Arriving for dinner at the village, and leaving his horse at the

cottage of an old friend of his, the husband of his brother's

wet-nurse, Levin went to see the old man in his bee-house,

wanting to find out from him the truth about the hay.

Parmenitch, a talkative, comely old man, gave Levin a very warm

welcome, showed him all he was doing, told him everything about

his bees and the swarms of that year; but gave vague and

unwilling answers to Levin's inquiries about the mowing. This

confirmed Levin still more in his suspicions. He went to the

hay fields and examined the stacks. The haystacks could not

possibly contain fifty wagon-loads each, and to convict the

peasants Levin ordered the wagons that had carried the hay to be

brought up directly, to lift one stack, and carry it into the

barn. There turned out to be only thirty-two loads in the stack.

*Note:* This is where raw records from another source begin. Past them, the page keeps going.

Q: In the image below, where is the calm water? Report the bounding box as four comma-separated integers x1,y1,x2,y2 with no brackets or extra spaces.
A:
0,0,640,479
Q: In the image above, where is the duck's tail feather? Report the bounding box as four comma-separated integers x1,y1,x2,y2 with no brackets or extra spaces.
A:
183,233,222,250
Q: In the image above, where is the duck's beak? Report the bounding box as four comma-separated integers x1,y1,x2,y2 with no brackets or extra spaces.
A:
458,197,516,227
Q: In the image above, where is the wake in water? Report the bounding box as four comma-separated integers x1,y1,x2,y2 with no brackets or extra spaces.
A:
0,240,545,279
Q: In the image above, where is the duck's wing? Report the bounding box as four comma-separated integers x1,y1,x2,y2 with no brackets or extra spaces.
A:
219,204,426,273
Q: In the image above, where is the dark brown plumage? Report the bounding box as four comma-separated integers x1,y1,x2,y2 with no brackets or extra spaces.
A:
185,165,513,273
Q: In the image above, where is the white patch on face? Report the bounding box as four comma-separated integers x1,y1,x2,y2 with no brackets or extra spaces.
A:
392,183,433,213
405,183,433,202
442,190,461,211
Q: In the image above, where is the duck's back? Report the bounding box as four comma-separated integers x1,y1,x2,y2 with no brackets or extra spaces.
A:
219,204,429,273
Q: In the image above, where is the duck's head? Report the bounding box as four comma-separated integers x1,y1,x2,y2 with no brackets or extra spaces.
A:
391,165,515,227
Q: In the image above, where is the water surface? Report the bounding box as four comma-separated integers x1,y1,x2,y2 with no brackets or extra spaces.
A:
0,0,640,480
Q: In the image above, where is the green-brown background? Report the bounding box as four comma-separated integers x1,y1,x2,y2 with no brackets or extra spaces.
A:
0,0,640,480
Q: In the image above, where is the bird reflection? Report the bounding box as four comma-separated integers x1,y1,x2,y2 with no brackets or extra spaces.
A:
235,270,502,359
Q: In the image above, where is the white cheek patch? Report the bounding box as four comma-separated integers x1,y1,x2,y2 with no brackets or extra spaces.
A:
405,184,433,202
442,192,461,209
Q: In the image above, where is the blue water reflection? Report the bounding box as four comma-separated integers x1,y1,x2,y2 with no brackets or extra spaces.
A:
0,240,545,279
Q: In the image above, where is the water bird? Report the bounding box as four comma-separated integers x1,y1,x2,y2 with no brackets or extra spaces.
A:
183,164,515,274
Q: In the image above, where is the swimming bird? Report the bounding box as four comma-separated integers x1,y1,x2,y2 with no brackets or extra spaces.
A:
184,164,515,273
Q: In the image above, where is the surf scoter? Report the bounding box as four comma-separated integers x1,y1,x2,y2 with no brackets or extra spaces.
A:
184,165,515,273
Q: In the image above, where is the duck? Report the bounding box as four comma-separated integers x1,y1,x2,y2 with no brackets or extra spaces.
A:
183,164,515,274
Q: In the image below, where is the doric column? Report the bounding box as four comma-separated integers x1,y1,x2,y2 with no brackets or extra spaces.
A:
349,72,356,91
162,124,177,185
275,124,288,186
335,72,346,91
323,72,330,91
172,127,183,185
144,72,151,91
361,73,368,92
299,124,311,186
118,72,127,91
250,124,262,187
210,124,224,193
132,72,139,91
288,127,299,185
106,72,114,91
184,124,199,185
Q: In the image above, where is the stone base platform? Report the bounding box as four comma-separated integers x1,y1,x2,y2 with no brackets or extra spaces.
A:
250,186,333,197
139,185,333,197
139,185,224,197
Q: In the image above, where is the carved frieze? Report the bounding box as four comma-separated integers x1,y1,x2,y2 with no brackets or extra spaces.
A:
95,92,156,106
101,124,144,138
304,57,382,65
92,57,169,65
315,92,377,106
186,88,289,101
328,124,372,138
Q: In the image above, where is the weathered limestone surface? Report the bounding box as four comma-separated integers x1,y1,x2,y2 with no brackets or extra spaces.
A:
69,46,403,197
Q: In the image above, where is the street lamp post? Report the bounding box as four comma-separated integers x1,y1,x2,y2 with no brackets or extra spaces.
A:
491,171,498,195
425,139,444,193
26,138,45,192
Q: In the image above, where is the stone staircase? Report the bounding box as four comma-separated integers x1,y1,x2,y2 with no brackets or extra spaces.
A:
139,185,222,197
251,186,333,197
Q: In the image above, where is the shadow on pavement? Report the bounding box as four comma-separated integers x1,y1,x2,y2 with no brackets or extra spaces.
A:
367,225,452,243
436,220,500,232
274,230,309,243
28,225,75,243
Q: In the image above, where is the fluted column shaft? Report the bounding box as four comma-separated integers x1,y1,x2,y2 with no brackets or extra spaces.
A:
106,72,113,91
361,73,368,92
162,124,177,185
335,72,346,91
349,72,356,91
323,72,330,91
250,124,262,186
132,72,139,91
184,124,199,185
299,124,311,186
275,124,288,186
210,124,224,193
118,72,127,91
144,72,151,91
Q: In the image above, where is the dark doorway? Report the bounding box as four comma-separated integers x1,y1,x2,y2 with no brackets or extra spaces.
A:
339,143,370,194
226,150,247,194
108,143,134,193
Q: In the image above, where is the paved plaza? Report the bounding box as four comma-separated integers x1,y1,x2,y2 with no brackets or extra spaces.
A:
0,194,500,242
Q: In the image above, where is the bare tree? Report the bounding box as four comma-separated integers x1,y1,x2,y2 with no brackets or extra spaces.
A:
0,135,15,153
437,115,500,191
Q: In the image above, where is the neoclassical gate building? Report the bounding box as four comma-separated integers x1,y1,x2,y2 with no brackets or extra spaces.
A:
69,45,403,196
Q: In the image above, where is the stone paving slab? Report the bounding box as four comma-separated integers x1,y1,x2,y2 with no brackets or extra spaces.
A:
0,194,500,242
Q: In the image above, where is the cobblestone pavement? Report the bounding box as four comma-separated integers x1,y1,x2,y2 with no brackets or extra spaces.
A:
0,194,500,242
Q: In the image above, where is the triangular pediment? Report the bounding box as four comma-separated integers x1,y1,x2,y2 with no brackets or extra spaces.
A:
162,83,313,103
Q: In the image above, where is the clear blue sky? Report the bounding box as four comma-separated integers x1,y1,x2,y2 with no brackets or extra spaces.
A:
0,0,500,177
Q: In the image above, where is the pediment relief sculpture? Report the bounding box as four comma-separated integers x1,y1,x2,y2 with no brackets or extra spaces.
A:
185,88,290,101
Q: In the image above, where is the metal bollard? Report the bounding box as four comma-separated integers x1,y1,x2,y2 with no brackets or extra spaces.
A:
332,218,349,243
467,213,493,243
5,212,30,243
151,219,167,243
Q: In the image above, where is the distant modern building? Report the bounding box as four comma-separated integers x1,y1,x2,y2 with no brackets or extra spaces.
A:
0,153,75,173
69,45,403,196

In spite of the village elder's assertions about the

compressibility of hay, and its having settled down in the

stacks, and his swearing that everything had been done in the

fear of God, Levin stuck to his point that the hay had been

divided without his orders, and that, therefore, he would not

accept that hay as fifty loads to a stack. After a prolonged

dispute the matter was decided by the peasants taking these

eleven stacks, reckoning them as fifty loads each. The arguments

and the division of the haycocks lasted the whole afternoon.

When the last of the hay had been divided, Levin, intrusting the

superintendence of the rest to the counting-house clerk, sat down

on a haycock marked off by a stake of willow, and looked

admiringly at the meadow swarming with peasants.